Cómo elegir lijas de mano

Las lijas se utilizan para rebajar, eliminar pinturas u óxidos, alisar o pulir superficies, etc. Están compuestas por partículas abrasivas cuyo soporte más habitual es el papel o la tela. Para elegir la más adecuada según el uso que se le va a dar, hay que tener en cuenta el tipo de partículas abrasivas, el grano y el soporte.

Cómo elegir lijas de mano

¿Qué material se quiere lijar?

¿Madera? ¿Metal? ¿El gotelé de una pared? Antes de utilizar una lija hay que consultar las recomendaciones de uso del fabricante. Esto es porque no todas las lijas sirven para lijar todos los materiales: depende del tipo de partículas abrasivas con el que estén hechas. Las partículas abrasivas están compuestas por distintos minerales, como por ejemplo:

Carburo de silicio.  Da un grano anguloso y quebradizo que resulta eficaz en el lijado de materiales sólidos y resistentes como vidrios, metales de fundición, piedras, plásticos.

Las lijas al agua están hechas con partículas de carburo de silicio. Son las que se pueden aplicar con agua o algún lubricante líquido y suelen usarse para conseguir acabados finos en metales, plásticos, vidrios y maderas.

Óxido de aluminio (corindón). Da un grano sin aristas y muy tenaz (es decir, que no se deforma o desgasta fácilmente). Se suele emplear para el lijado de materiales de virutas largas (metal y madera) y paredes enlucidas.

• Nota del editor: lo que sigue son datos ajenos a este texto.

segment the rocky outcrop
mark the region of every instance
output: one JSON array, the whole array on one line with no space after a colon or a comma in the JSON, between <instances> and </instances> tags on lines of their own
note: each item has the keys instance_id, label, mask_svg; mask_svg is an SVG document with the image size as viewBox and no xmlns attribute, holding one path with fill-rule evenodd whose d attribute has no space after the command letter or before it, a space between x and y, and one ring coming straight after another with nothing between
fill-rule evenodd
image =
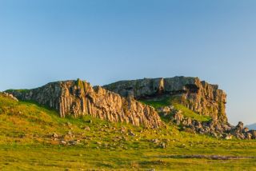
<instances>
[{"instance_id":1,"label":"rocky outcrop","mask_svg":"<svg viewBox=\"0 0 256 171\"><path fill-rule=\"evenodd\" d=\"M160 115L166 120L178 125L182 130L197 133L200 134L209 134L215 137L232 139L256 139L256 131L249 130L239 121L237 126L233 126L227 122L220 122L218 120L199 121L190 117L185 117L182 110L177 110L174 106L165 106L157 109Z\"/></svg>"},{"instance_id":2,"label":"rocky outcrop","mask_svg":"<svg viewBox=\"0 0 256 171\"><path fill-rule=\"evenodd\" d=\"M110 121L154 128L162 124L154 108L100 86L92 87L90 83L80 80L52 82L26 91L7 92L18 99L34 101L54 109L61 117L89 114Z\"/></svg>"},{"instance_id":3,"label":"rocky outcrop","mask_svg":"<svg viewBox=\"0 0 256 171\"><path fill-rule=\"evenodd\" d=\"M0 92L0 95L3 96L5 97L10 98L14 101L18 101L18 100L15 97L14 97L13 94L11 94L11 93L7 93L6 92L2 92L2 93Z\"/></svg>"},{"instance_id":4,"label":"rocky outcrop","mask_svg":"<svg viewBox=\"0 0 256 171\"><path fill-rule=\"evenodd\" d=\"M103 86L123 97L135 99L175 97L179 102L201 115L227 122L226 94L217 85L201 82L198 78L174 77L121 81Z\"/></svg>"}]
</instances>

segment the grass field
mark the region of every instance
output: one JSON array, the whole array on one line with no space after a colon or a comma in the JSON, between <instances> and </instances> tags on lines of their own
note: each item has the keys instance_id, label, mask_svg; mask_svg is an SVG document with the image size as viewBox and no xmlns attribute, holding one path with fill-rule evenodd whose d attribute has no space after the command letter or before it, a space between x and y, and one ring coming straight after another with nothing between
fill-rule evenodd
<instances>
[{"instance_id":1,"label":"grass field","mask_svg":"<svg viewBox=\"0 0 256 171\"><path fill-rule=\"evenodd\" d=\"M156 130L90 116L61 118L55 111L2 96L0 130L0 170L256 170L256 158L184 156L256 157L254 140L216 139L174 125Z\"/></svg>"}]
</instances>

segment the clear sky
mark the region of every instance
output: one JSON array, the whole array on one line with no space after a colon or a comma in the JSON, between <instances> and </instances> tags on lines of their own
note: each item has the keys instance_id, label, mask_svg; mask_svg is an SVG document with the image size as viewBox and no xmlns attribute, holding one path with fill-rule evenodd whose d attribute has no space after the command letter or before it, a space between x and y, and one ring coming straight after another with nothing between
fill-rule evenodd
<instances>
[{"instance_id":1,"label":"clear sky","mask_svg":"<svg viewBox=\"0 0 256 171\"><path fill-rule=\"evenodd\" d=\"M0 0L0 90L192 76L256 122L256 1Z\"/></svg>"}]
</instances>

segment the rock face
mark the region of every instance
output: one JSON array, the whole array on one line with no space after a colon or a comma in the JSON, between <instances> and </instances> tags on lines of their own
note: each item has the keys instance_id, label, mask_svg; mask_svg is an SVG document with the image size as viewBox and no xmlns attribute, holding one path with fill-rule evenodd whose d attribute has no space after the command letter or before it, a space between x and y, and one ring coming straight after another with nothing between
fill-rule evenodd
<instances>
[{"instance_id":1,"label":"rock face","mask_svg":"<svg viewBox=\"0 0 256 171\"><path fill-rule=\"evenodd\" d=\"M227 122L226 94L217 85L198 78L174 77L121 81L103 86L123 97L147 99L152 97L175 97L179 102L201 115Z\"/></svg>"},{"instance_id":2,"label":"rock face","mask_svg":"<svg viewBox=\"0 0 256 171\"><path fill-rule=\"evenodd\" d=\"M2 93L0 92L0 95L6 97L8 97L8 98L11 98L16 101L18 101L18 100L15 97L14 97L13 94L11 94L11 93L7 93L6 92L2 92Z\"/></svg>"},{"instance_id":3,"label":"rock face","mask_svg":"<svg viewBox=\"0 0 256 171\"><path fill-rule=\"evenodd\" d=\"M200 134L210 134L215 137L232 139L256 139L256 131L249 130L239 121L237 126L233 126L227 122L217 120L199 121L185 117L182 110L177 110L174 106L166 106L157 109L158 113L172 123L179 125L182 130Z\"/></svg>"},{"instance_id":4,"label":"rock face","mask_svg":"<svg viewBox=\"0 0 256 171\"><path fill-rule=\"evenodd\" d=\"M26 91L7 92L18 99L34 101L54 109L61 117L89 114L110 121L146 127L156 128L162 125L154 108L100 86L93 88L90 83L80 80L52 82Z\"/></svg>"}]
</instances>

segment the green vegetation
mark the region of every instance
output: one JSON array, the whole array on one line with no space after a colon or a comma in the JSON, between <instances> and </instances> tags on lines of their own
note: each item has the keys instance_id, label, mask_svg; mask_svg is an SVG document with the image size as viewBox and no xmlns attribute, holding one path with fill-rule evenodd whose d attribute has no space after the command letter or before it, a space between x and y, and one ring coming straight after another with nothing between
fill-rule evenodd
<instances>
[{"instance_id":1,"label":"green vegetation","mask_svg":"<svg viewBox=\"0 0 256 171\"><path fill-rule=\"evenodd\" d=\"M224 161L172 156L255 157L254 140L216 139L180 132L174 125L143 129L90 116L61 118L55 111L1 95L0 109L1 170L254 170L256 167L256 158ZM80 141L62 145L62 140Z\"/></svg>"},{"instance_id":2,"label":"green vegetation","mask_svg":"<svg viewBox=\"0 0 256 171\"><path fill-rule=\"evenodd\" d=\"M30 89L10 89L6 90L6 92L13 92L13 91L16 91L16 92L20 92L20 93L23 93L23 92L28 92Z\"/></svg>"},{"instance_id":3,"label":"green vegetation","mask_svg":"<svg viewBox=\"0 0 256 171\"><path fill-rule=\"evenodd\" d=\"M140 101L146 105L151 105L155 109L172 105L176 109L181 109L183 112L182 114L185 117L190 117L191 119L198 120L199 121L207 121L211 119L210 117L199 115L195 112L189 109L187 107L182 105L179 100L175 97L165 97L159 100L143 100Z\"/></svg>"},{"instance_id":4,"label":"green vegetation","mask_svg":"<svg viewBox=\"0 0 256 171\"><path fill-rule=\"evenodd\" d=\"M199 121L208 121L211 119L210 117L199 115L181 104L174 103L174 106L176 109L182 110L182 114L185 117L190 117L193 120L198 120Z\"/></svg>"}]
</instances>

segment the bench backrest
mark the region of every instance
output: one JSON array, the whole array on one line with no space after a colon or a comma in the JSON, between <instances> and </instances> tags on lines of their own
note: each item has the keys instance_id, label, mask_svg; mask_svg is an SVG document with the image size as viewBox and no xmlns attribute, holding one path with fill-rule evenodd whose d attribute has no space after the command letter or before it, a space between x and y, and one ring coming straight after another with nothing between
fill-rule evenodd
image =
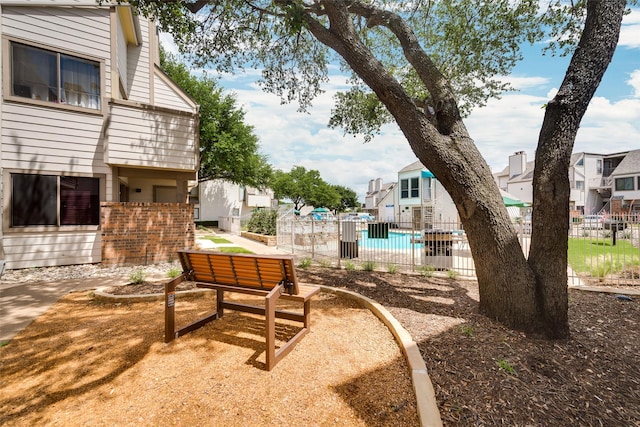
<instances>
[{"instance_id":1,"label":"bench backrest","mask_svg":"<svg viewBox=\"0 0 640 427\"><path fill-rule=\"evenodd\" d=\"M252 289L271 290L278 284L297 295L293 255L228 254L178 251L182 269L190 280Z\"/></svg>"}]
</instances>

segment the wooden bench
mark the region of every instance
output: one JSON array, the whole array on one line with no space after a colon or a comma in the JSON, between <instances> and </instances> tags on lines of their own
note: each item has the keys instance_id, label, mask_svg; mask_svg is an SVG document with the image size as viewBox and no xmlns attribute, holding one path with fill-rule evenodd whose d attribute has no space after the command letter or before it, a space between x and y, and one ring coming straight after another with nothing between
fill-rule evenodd
<instances>
[{"instance_id":1,"label":"wooden bench","mask_svg":"<svg viewBox=\"0 0 640 427\"><path fill-rule=\"evenodd\" d=\"M320 291L317 286L299 285L290 255L250 255L222 252L178 251L183 273L165 285L164 341L191 332L222 317L224 309L260 314L265 317L266 368L271 370L295 344L309 332L311 298ZM175 290L185 281L196 282L199 288L216 290L216 311L195 322L175 329ZM264 297L264 306L225 301L225 292ZM278 299L301 303L302 312L276 309ZM276 318L299 322L301 329L276 350Z\"/></svg>"}]
</instances>

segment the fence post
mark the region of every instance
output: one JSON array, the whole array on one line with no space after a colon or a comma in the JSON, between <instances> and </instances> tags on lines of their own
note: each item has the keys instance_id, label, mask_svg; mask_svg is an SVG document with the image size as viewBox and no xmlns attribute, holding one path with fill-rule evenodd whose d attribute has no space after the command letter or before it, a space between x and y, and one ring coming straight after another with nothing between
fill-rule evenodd
<instances>
[{"instance_id":1,"label":"fence post","mask_svg":"<svg viewBox=\"0 0 640 427\"><path fill-rule=\"evenodd\" d=\"M338 251L338 268L340 268L340 261L342 261L342 259L341 259L342 257L340 256L340 247L341 247L340 246L340 242L341 242L340 236L342 234L342 222L339 219L337 219L336 221L338 222L338 246L337 246L336 249Z\"/></svg>"},{"instance_id":2,"label":"fence post","mask_svg":"<svg viewBox=\"0 0 640 427\"><path fill-rule=\"evenodd\" d=\"M311 217L311 259L316 257L316 220Z\"/></svg>"}]
</instances>

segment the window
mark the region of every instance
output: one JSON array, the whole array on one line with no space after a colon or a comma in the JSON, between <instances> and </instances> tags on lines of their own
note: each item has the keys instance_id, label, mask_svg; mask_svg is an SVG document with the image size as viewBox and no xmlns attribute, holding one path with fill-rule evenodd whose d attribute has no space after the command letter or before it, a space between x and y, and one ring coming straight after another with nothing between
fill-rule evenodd
<instances>
[{"instance_id":1,"label":"window","mask_svg":"<svg viewBox=\"0 0 640 427\"><path fill-rule=\"evenodd\" d=\"M633 177L616 178L616 191L633 190Z\"/></svg>"},{"instance_id":2,"label":"window","mask_svg":"<svg viewBox=\"0 0 640 427\"><path fill-rule=\"evenodd\" d=\"M400 198L420 197L420 178L405 178L400 180Z\"/></svg>"},{"instance_id":3,"label":"window","mask_svg":"<svg viewBox=\"0 0 640 427\"><path fill-rule=\"evenodd\" d=\"M403 179L400 181L400 198L408 199L409 198L409 180Z\"/></svg>"},{"instance_id":4,"label":"window","mask_svg":"<svg viewBox=\"0 0 640 427\"><path fill-rule=\"evenodd\" d=\"M420 196L420 180L416 178L411 178L411 197L419 197Z\"/></svg>"},{"instance_id":5,"label":"window","mask_svg":"<svg viewBox=\"0 0 640 427\"><path fill-rule=\"evenodd\" d=\"M11 94L100 110L100 64L12 42Z\"/></svg>"},{"instance_id":6,"label":"window","mask_svg":"<svg viewBox=\"0 0 640 427\"><path fill-rule=\"evenodd\" d=\"M11 174L11 195L12 227L100 223L99 178Z\"/></svg>"}]
</instances>

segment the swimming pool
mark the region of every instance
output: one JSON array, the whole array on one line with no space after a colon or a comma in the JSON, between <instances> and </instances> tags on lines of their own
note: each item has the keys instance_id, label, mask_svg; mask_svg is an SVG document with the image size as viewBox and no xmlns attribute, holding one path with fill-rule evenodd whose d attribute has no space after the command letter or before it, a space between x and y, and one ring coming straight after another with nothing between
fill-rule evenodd
<instances>
[{"instance_id":1,"label":"swimming pool","mask_svg":"<svg viewBox=\"0 0 640 427\"><path fill-rule=\"evenodd\" d=\"M389 232L388 239L370 239L367 230L363 230L358 239L358 246L364 249L411 249L421 248L422 243L411 243L412 239L419 239L420 233Z\"/></svg>"}]
</instances>

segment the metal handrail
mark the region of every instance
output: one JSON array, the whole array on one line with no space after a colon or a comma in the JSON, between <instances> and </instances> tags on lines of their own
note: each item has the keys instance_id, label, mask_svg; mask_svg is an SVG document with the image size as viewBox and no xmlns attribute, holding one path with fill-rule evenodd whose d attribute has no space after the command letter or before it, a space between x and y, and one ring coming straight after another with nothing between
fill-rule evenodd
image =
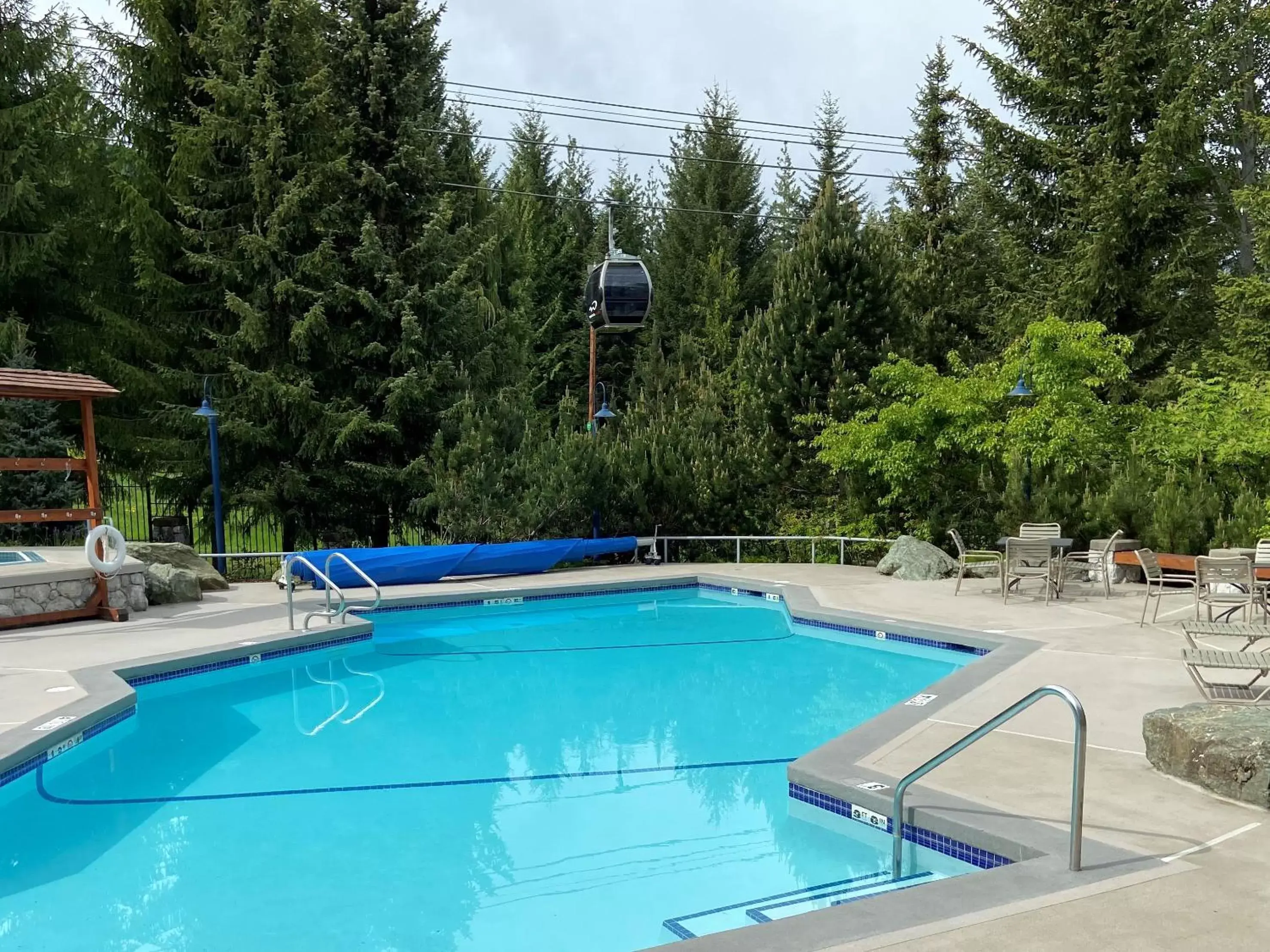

¿Qué acabado se quiere conseguir?

Si se busca un acabado fino, se debe utilizar una lija de grano fino, con poco poder de abrasión. Para resultados más bastos, se emplean lijas de grano grueso, capaces de lijar mucho en pocas pasadas, es decir con mucho poder de abrasión.

Cómo elegir lijas de mano

El poder de abrasión de una lija depende del tamaño y cantidad de granos y viene indicado con una cifra en la propia lija:

  • Cuanto menor sea la cifra, mayor poder de abrasión tendrá la lija y más basto será el resultado.
  • Cuanto más alta sea la cifra, menor poder de abrasión tendrá la lija y más fino será el acabado.

Un ejemplo: para restaurar un mueble de madera, se comenzará con una lija de 60 (grano grueso) si se quiere quitar la pintura existente; se seguirá con una de 80 (grano medio) para alisar la superficie y, finalmente, para un acabado fino, se empleará una de 300 (grano muy fino).

¿Y el soporte de la lija?

El soporte de la lija es donde están adheridas las partículas abrasivas. Aunque el más habitual es el papel (en pliegos o rollos), también se utilizan esponjas y telas, muy útiles para lijar cómodamente superficies curvas.

Para las lijas de papel, conviene emplear un taco de madera o de corcho. También se venden tacos ergonómicos de materiales plásticos: en cualquier caso, la lija se coloca envolviendo el taco.

Para lijar grandes superficies, son muy prácticos los mangos de apriete (similares a una llana) que sujetan la lija.

Con un taco o un mango no sólo se consigue mayor comodidad: el lijado resulta más uniforme.

Protección

Siempre que lijes recuerda utilizar guantes, una mascarilla para no inhalar el polvillo del material lijado, y gafas de protección para evitar proyecciones de partículas a los ojos.